Cette fois mon père lève la tête de son ordinateur et il sourit à ma mère.

- Oui, j'y vais tout seul si tu préfères rester à la maison.

- Non, on va y aller tous les deux, je te connais tu vas oublier la moitié des choses sur la liste sinon.

Et moi je suis là. Entre eux deux qui puent l'amour. Mais je suis transparente. Même dans ma propre famille. J'attrape le Nutella pour me faire une tartine mais sa voix pleine de reproches m'arrête dans mon mouvement.

- Tu devrais éviter de trop manger de cette merde, t'as pris des cuisses, je suis sûr que ça vient de ça.

Je suis transparente sauf quand il s'agit de sauter sur une occasion pour me rabaisser.

- Je crois que t'as pas vu ton ventre, chéri, le taquine ma mère en essayant aussi de prendre ma défense.

- Elle a seize ans. J'en ai cinquante.

Il a raison. Et il a tellement raison que ma mère ne trouve plus rien à dire. Alors je laisse tomber le Nutella et au lieu de ça je vais chercher une banane dans le panier à fruit. Puis je m'échappe pour m'enfermer dans ma chambre.

Je le déteste.

Je dépose la banane sur mon bureau et je pars m'allonger dans mon lit en me tournant côté fenêtre. Les larmes coulent sans que je n'arrive à les retenir. Parfois pleurer fait du bien, mais quand ça arrive tous les jours, ça devient épuisant.

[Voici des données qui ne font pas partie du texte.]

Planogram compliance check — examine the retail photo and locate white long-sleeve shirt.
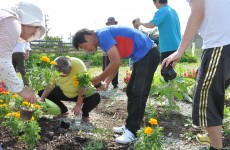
[0,10,24,93]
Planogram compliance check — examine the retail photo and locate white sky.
[0,0,190,41]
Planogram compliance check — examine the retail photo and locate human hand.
[161,50,183,68]
[134,18,141,28]
[18,87,38,103]
[96,82,108,91]
[91,76,101,85]
[72,105,81,115]
[24,52,30,60]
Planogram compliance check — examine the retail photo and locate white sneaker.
[112,126,126,133]
[115,128,136,144]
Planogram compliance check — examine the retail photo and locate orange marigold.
[148,118,158,125]
[145,127,153,135]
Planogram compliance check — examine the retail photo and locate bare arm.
[73,89,84,115]
[41,85,54,102]
[135,18,156,29]
[161,0,204,67]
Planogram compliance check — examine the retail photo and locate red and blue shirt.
[97,25,154,62]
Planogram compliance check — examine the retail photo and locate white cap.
[10,1,45,41]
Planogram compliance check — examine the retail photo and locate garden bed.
[0,89,230,150]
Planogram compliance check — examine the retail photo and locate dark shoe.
[196,134,211,145]
[82,116,90,123]
[113,85,118,89]
[53,112,69,119]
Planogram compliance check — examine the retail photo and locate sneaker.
[115,129,136,144]
[113,85,118,89]
[196,134,211,145]
[82,116,90,123]
[112,126,126,133]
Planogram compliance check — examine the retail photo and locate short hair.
[153,0,168,4]
[72,28,95,49]
[54,56,71,73]
[132,19,136,24]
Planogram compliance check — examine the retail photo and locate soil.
[0,90,230,150]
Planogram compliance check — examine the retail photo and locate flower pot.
[20,109,34,120]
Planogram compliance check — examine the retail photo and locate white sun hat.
[10,1,45,41]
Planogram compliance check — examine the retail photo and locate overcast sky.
[0,0,190,41]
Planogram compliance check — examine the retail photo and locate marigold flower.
[40,56,50,63]
[74,80,79,86]
[148,118,158,125]
[50,61,57,65]
[6,112,20,118]
[0,104,7,107]
[145,127,153,135]
[34,104,41,109]
[30,116,34,121]
[12,94,18,98]
[22,101,30,106]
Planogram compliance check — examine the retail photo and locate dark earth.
[0,92,230,150]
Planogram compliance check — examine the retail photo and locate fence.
[30,40,80,55]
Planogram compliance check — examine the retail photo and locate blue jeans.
[125,47,160,136]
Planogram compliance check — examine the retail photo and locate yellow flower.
[34,104,41,109]
[12,94,18,98]
[50,61,57,65]
[40,56,50,63]
[22,101,30,106]
[6,112,20,118]
[74,80,79,86]
[30,116,34,121]
[145,127,153,135]
[1,91,10,95]
[0,104,7,107]
[148,118,158,125]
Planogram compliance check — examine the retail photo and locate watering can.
[37,99,61,116]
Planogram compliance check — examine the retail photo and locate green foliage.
[134,119,163,150]
[19,121,41,149]
[83,128,111,150]
[179,53,197,63]
[2,116,41,149]
[26,55,59,92]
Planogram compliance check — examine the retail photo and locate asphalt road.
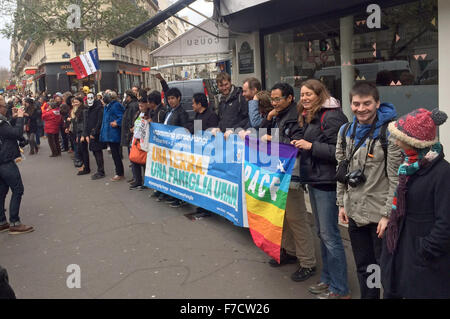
[0,139,359,299]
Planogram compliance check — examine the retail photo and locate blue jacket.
[100,101,125,143]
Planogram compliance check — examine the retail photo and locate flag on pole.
[70,49,100,79]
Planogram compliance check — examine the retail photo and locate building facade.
[215,0,450,148]
[10,0,190,94]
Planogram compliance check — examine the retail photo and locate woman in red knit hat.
[381,109,450,299]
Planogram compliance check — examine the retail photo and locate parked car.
[161,79,219,119]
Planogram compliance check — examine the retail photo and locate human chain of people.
[0,73,450,299]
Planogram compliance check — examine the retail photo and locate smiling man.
[336,82,402,299]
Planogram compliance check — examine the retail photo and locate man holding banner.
[261,83,316,282]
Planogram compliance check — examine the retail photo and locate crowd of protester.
[0,73,450,299]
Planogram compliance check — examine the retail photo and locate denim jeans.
[0,161,24,225]
[131,162,145,186]
[108,142,124,176]
[308,186,349,295]
[348,218,382,299]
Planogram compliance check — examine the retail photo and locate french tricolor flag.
[70,49,100,79]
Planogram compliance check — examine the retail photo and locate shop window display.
[264,0,439,115]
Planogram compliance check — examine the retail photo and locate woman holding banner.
[291,79,350,299]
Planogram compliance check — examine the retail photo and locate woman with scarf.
[24,98,39,155]
[381,109,450,299]
[286,79,350,299]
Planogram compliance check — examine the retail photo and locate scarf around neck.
[386,142,442,254]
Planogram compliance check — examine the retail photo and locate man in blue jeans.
[336,82,402,299]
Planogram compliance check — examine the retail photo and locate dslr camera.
[345,168,366,187]
[336,160,366,187]
[18,137,29,148]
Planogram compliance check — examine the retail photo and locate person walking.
[72,96,91,175]
[24,98,39,155]
[42,103,61,157]
[100,91,125,182]
[0,95,34,235]
[86,93,106,180]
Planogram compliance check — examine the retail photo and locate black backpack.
[341,119,394,177]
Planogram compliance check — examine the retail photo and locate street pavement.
[0,139,359,299]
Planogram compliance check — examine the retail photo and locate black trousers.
[77,141,91,171]
[348,218,382,299]
[131,162,145,186]
[108,142,124,176]
[0,161,24,225]
[47,133,61,156]
[59,125,69,150]
[92,150,105,175]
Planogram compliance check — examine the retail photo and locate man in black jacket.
[0,95,34,235]
[192,93,219,132]
[86,93,106,180]
[261,83,316,282]
[164,88,194,133]
[120,90,139,153]
[148,91,167,123]
[160,88,194,208]
[214,73,250,137]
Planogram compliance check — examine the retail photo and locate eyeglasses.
[270,96,286,103]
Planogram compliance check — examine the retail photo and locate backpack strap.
[320,110,329,132]
[379,121,391,177]
[341,122,353,157]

Je n'ai toujours pas fait mes devoirs. Et je me connais suffisamment pour savoir que je n'aurais pas la force et la concentration d'étudier. Mon esprit est partout ailleurs, sauf dans les cours.

Je le déteste.

Je me déteste.

Ma main se resserre sur ma cuisse, mes ongles s'enfoncent dans ma chair, je veux m'abîmer, je veux avoir mal. J'ai rouvert mes cicatrices toutes fraîches, je le sais quand je ressors ma main de mon pyjama et que mes ongles sont recouvert de sang.

Elles me rappellent qu'elles n'ont pas le temps de cicatriser, parce que papa les rouvre tous les jours.

Lundi, 9h05.

Aujourd'hui il pleut. J'ai eu la bonne idée de mettre des converses alors l'eau passe à travers le tissus et me trempe les pieds. Je suis partie à vive allure ce matin parce que papa a eu le malheur de tomber sur le résultat de mon contrôle de Maths. J'ai eu un sur vingt.

Je la trouve gentille de m'avoir quand même accordée un point sur une copie vierge.

J'ai pas eu le temps de me maquiller, j'ai attaché mes cheveux en chignon fou et deux mèches blondes me retombent sur les yeux. J'ai enfilé un sweat gris large avec un jeans de la même couleur.

Je dois avoir des cernes de l'autre monde vu la nuit affreuse que j'ai passé. J'ai honte de venir comme ça. J'espère qu'on ne me regardera pas. J'espère qu'on ne me fera pas de remarque.

Je suis au bord du gouffre et je sais que les mots suffiront à m'abattre.

À cause de ma dispute avec mon père j'ai loupé le premier cours. C'était de l'art. Un de mes cours préférés.